Characterful Speech Synthesis
From HLT@INESC-ID
Matthew Aylett |
![]() |
Addresses: www mail |
Date
- 15:00, Friday, September 10th, 2010
- Room 336
Speaker
- Matthew Aylett, CTO CereProc
Abstract
Speech synthesis is a key enabling technology for pervasive and mobile computing as well as a key requirement for accessability. Adding character to synthetic voices is a requirement for effective interaction and for devices that wish to present a coherant branded interface.
In this talk I will argue that current approaches to sythesis, and current commercial pressures, make it difficult for many systems to create characterful synthesis.

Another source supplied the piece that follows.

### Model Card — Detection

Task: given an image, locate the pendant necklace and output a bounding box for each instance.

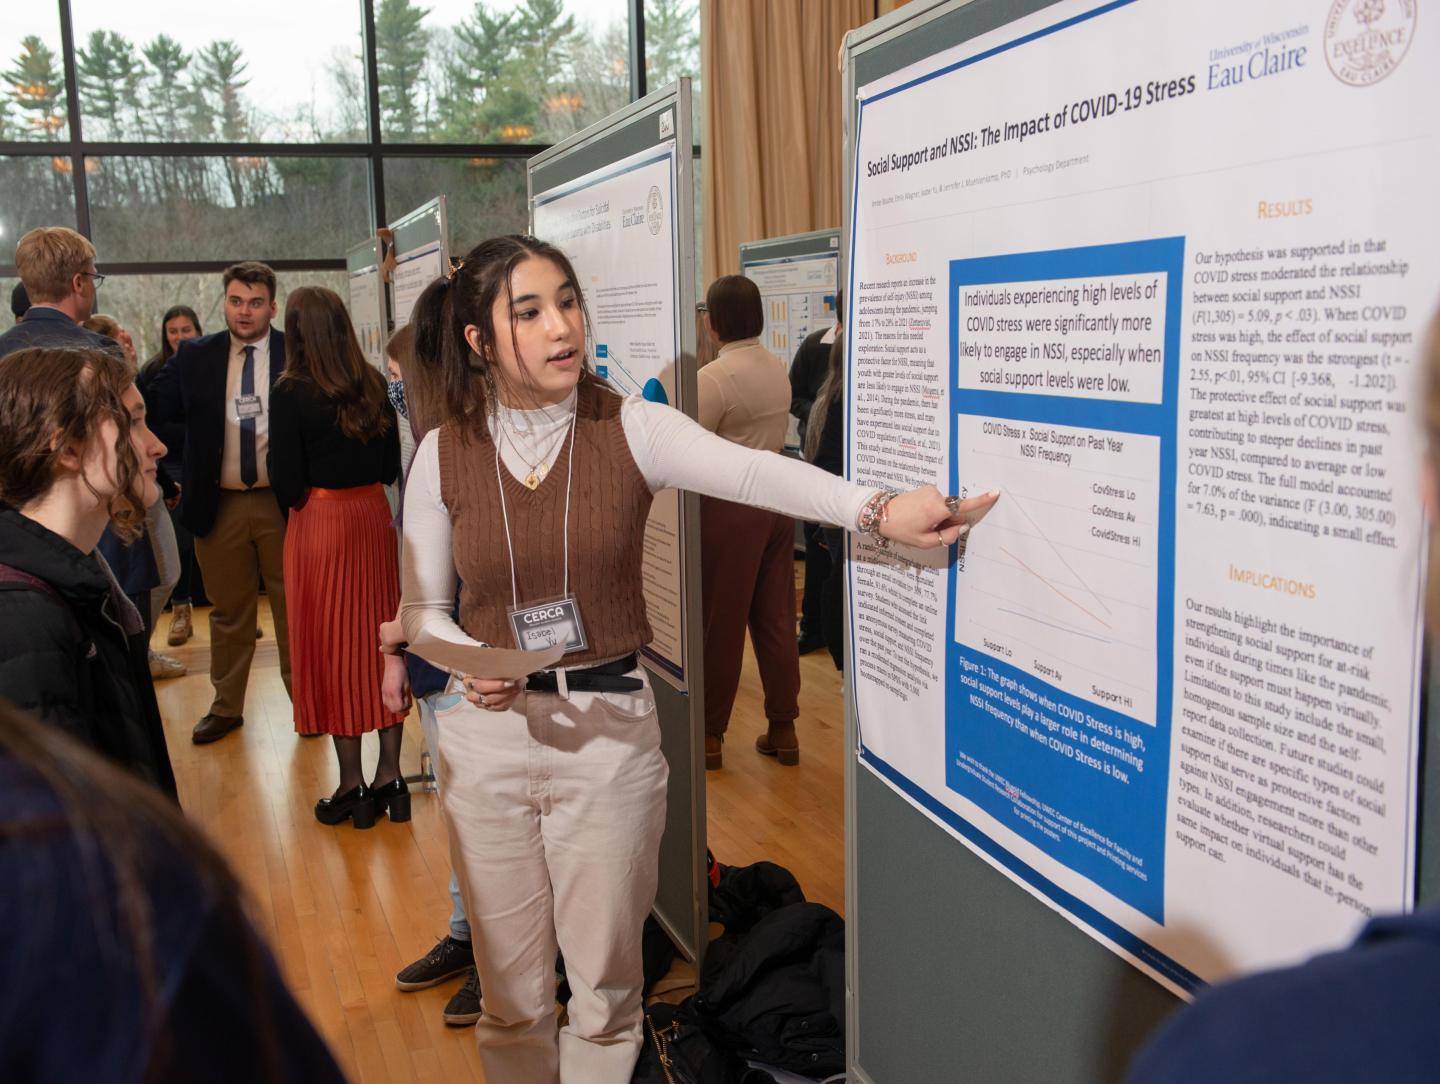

We will present how CereProc's approach differs from the industry standard and how we have attempted to maintain and increase the characterfullness of CereVoice's output. (Online demo available at www.cereproc.com)

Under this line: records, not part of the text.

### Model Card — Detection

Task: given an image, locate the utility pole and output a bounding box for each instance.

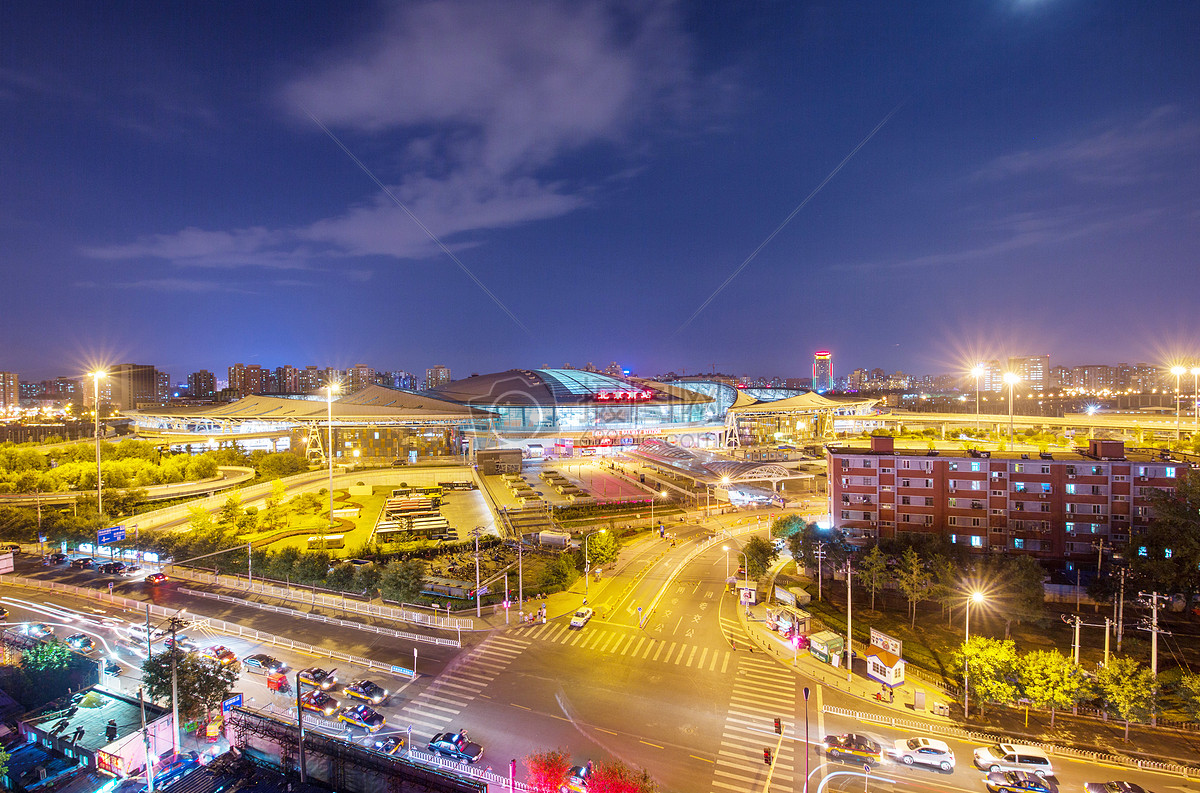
[1094,537,1106,578]
[139,685,155,793]
[473,526,483,618]
[296,670,307,783]
[517,537,524,615]
[1138,591,1170,726]
[1117,568,1126,653]
[845,562,853,681]
[814,542,826,602]
[247,541,252,587]
[1103,617,1111,666]
[164,614,189,753]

We will outline the expressive synthesis markup that is supported by the system, how these are expressed in underlying digital signal processing and selection tags. Finally we will present the concept of second pass synthesis where cues can be manually tweaked to allow direct control of intonation style, and where synthesis can be seamlessly mixed with pre-recorded prompts to produce extremely natural output.
We will also demonstrate how we can use synthesis to 'clone' celebrity voices with a brief demonstration of voices copied from George W. Bush (e.g http://www.idyacy.com/cgi-bin/bushomatic.cgi)
Time permiting I will also demonstrate some experiments looking at hybrid approaches to parametric/unit selection synthesis.
Note: This seminar will be held in English.